Teatro dell'Antico Corso delle Maschere

Locale elegante e confortevole, offre spettacoli di marionette di alto valore artistico: balli, opere buffe, commedie e melodrammi accompagnati da musica eseguita da valenti orchestrali
Maria Chiara Mazzi

L’enigmatico nome del Teatro dell'Antico Corso delle Maschere, aperto in via Mascarella nel 1831, deriva forse, ma senza certezza, proprio dal nome dalla strada, via Mascarella, dove la tradizione vuole che passasse il corso mascherato durante il carnevale.

 

Si tratta di un locale elegante e confortevole che, pur nella sua breve vita, riesce a mantenere alto il livello artistico dei suoi spettacoli, ancora una volta realizzati da marionette preparate e azionate da abilissimi artigiani e manovratori che, a basso costo riproducono in miniatura pantomime, balli, opere buffe, commedie e melodrammi, accompagnati da una piccola orchestra, agiscono anche attori e cantanti in carne ed ossa, nascosti anche se non sempre, dietro il palcoscenico.

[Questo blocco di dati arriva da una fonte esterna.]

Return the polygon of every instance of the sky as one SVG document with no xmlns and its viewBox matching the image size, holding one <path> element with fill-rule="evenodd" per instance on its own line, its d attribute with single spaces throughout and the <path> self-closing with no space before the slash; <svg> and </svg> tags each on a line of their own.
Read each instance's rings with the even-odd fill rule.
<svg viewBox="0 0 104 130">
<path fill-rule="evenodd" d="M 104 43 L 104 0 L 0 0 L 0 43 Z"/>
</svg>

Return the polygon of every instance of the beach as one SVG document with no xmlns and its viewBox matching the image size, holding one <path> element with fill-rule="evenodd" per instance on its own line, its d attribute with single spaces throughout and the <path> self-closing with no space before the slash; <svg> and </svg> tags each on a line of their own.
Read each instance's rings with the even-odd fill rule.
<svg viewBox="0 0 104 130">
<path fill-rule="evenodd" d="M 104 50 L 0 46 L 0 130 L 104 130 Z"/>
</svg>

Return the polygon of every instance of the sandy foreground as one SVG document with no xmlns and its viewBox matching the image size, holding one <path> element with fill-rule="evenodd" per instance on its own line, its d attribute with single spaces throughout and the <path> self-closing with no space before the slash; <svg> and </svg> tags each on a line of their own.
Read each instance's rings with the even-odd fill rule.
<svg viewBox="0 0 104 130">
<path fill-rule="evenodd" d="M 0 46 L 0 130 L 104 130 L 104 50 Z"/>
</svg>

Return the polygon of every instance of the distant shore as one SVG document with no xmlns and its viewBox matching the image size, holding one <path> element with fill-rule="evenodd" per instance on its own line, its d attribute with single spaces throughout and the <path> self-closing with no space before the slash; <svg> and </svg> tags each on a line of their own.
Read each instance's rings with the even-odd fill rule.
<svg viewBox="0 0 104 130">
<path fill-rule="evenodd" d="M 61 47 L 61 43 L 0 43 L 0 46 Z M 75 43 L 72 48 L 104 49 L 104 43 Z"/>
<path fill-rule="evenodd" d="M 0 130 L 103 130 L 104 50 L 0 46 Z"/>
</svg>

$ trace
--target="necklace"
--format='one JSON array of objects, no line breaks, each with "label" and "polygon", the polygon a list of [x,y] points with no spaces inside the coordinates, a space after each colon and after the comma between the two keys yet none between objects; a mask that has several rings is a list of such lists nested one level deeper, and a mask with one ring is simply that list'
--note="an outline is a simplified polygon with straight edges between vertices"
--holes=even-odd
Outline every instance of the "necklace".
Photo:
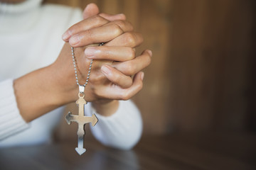
[{"label": "necklace", "polygon": [[[99,46],[101,46],[103,44],[104,44],[103,42],[100,43]],[[85,88],[89,81],[93,60],[92,59],[90,62],[89,70],[88,70],[87,76],[86,78],[86,81],[83,85],[80,85],[78,81],[78,69],[77,69],[77,64],[76,64],[76,60],[75,57],[75,52],[73,47],[71,47],[71,52],[72,52],[72,60],[74,65],[76,84],[78,85],[78,88],[79,88],[78,99],[75,102],[75,103],[78,105],[78,115],[72,115],[71,112],[68,112],[68,115],[65,116],[65,120],[68,125],[70,125],[71,122],[76,122],[78,124],[78,147],[75,148],[75,150],[80,155],[81,155],[83,153],[85,153],[86,151],[86,149],[83,148],[85,125],[86,123],[91,123],[92,125],[95,126],[96,123],[98,122],[98,119],[96,117],[95,114],[93,114],[92,116],[85,116],[85,105],[87,104],[87,103],[84,98]]]}]

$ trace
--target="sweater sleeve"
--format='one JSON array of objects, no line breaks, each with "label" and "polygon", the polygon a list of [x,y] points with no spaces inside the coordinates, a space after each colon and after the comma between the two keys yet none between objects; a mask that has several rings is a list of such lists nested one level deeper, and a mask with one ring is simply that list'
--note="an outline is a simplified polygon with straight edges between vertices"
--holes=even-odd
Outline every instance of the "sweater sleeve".
[{"label": "sweater sleeve", "polygon": [[90,103],[85,108],[87,115],[95,113],[99,122],[91,128],[95,137],[106,146],[121,149],[132,149],[142,133],[140,112],[132,101],[119,101],[119,108],[111,116],[102,116]]},{"label": "sweater sleeve", "polygon": [[13,80],[0,82],[0,140],[29,127],[19,113]]}]

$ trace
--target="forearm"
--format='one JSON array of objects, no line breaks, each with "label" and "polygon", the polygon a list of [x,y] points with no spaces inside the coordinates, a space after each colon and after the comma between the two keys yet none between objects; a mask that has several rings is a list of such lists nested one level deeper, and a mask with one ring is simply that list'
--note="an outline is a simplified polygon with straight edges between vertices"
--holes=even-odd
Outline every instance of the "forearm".
[{"label": "forearm", "polygon": [[26,122],[72,101],[73,98],[67,96],[58,84],[58,76],[53,67],[49,66],[14,81],[17,106]]}]

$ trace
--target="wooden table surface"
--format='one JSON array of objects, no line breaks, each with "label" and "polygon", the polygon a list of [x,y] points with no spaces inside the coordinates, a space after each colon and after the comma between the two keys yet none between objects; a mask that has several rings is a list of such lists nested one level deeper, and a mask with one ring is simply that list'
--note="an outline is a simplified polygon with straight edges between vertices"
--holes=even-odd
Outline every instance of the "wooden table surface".
[{"label": "wooden table surface", "polygon": [[256,135],[173,134],[144,137],[130,151],[87,140],[0,149],[0,169],[256,169]]}]

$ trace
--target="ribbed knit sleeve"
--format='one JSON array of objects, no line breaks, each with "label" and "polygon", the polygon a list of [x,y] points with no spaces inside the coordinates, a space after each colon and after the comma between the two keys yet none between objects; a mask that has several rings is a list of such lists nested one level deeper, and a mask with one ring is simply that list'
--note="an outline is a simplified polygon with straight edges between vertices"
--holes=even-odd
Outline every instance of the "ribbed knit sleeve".
[{"label": "ribbed knit sleeve", "polygon": [[19,113],[13,80],[0,82],[0,140],[28,128]]},{"label": "ribbed knit sleeve", "polygon": [[87,114],[95,113],[99,119],[97,124],[91,127],[91,130],[103,144],[129,149],[139,142],[142,133],[142,119],[132,101],[119,101],[117,112],[107,117],[95,113],[90,103],[86,108]]}]

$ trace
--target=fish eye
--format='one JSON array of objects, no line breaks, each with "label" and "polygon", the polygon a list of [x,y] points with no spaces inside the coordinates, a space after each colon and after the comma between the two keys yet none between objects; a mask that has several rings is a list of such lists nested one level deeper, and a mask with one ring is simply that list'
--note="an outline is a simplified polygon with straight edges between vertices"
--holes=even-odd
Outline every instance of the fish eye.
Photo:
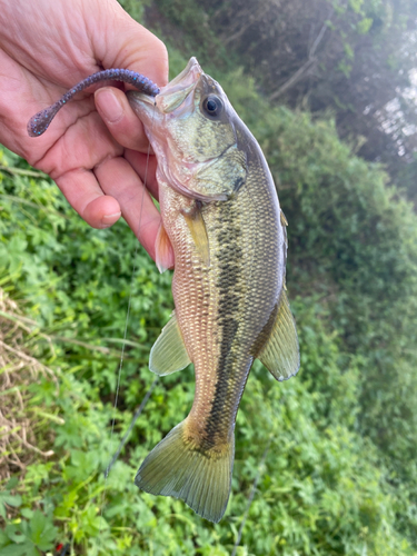
[{"label": "fish eye", "polygon": [[219,99],[219,97],[216,97],[215,95],[209,95],[203,101],[202,101],[202,109],[208,116],[219,116],[224,107],[224,103]]}]

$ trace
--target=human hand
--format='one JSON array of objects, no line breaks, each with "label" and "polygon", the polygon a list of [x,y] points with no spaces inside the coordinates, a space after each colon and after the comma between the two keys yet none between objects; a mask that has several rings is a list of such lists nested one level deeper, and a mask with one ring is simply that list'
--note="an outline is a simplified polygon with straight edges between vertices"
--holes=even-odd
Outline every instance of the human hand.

Spettacoli nei quali i marionettisti, veri artisti, girovaghi come lo erano i cantanti in carne ed ossa, percorrevano il mondo portando assieme ai loro pupazzi, una dotazione di costumi, attrezzerie, scenografie e, come le vere compagnie di canto organizzavano tournée nelle città che avevano gli spazi "giusti". Proprio come a Bologna città nella quale, nell’Ottocento sono solo tre i luoghi autorizzati dalle autorità a proporre a pagamento questo tipo di spettacolo: il Teatro Nosadella, il Teatro San Gregorio e, appunto, il Teatro dell’Antico Corso delle Maschere.

Cartolina con stampa raffigurante Porta Mascarella - 1817, Bologna

Qui, in particolare, sulle scene fornite e allestite da importanti decoratori e pittori locali (come Sangiorgi, Bragaldi, Conti, Fantoni, Madrigali, Ruggi, Fazioli, Dall’Aglio, Zanolini, Palazzi, Bruwer e Albe), il primo spettacolo viene programmato nella primavera del 1832 e realizzato dal marionettista Antonio Grandi.

 

Nell’occasione si rappresenta “colle marionette all’uso di Napoli” la farsa La nuova pianella perduta fra la neve, con musica di Carlo Cappelletti, alla quale è associato il ballo La scimmia perduta, che, come scrive il periodico «Teatri Arti e Letteratura» “è arricchito di personaggi, scenari, macchinismo e vestiario, non che diretto da valente artista con l’orchestra completa di tutti i professori”.

 

Nel 1835 è lo stesso periodico ad esprimere ammirazione sia per il luogo, dove “l’illuminazione è completa e ben disposta, cominciando dall’ingresso sino all’interno del teatro”, sia per la programmazione, nella quale ogni spettacolo è annunciato da “una sinfonia, susseguita sempre da nuovi concerti scelti, eseguita da valenti giovani, che starebbe bene in altro teatro di gran lunga più grande dell’attuale”.

 

Proprio in quell’anno, grande successo riscuote la pièce Caterina di Colunga, “un ballo magnifico e grandioso, in perfetto costume russo con oltre cento figure che agiscono, e due meccaniche figure agenti senza filo, una della Moletta e l’altra destinata ad invitare”. E addirittura, oltre al ballo, fa furore la Norma di Bellini, “spettacolo non mai rappresentato colle marionette”.

 

Per riempire la programmazione non mancano nemmeno i più vari intrattenimenti, realizzati con quella che i periodici definiscono “arte meccanica” come, ad esempio, “una nuova macchina di fantasmagoria, adorna di figure che sembrano aggirarsi per teatro”, che cantano arie e realizzano balli popolari e dove tutti coloro che contribuiscono al successo dello spettacolo, realizzato con precisione ed eleganza, oltre che senza risparmio di mezzi, ottengono calorosi applausi.

 

Purtroppo però, nonostante il concorso di pubblico, la bravura di tutti e il successo ininterrotto, il teatro ha vita brevissima e chiuderà definitivamente i battenti proprio dopo quella storica rappresentazione nel carnevale del 1836.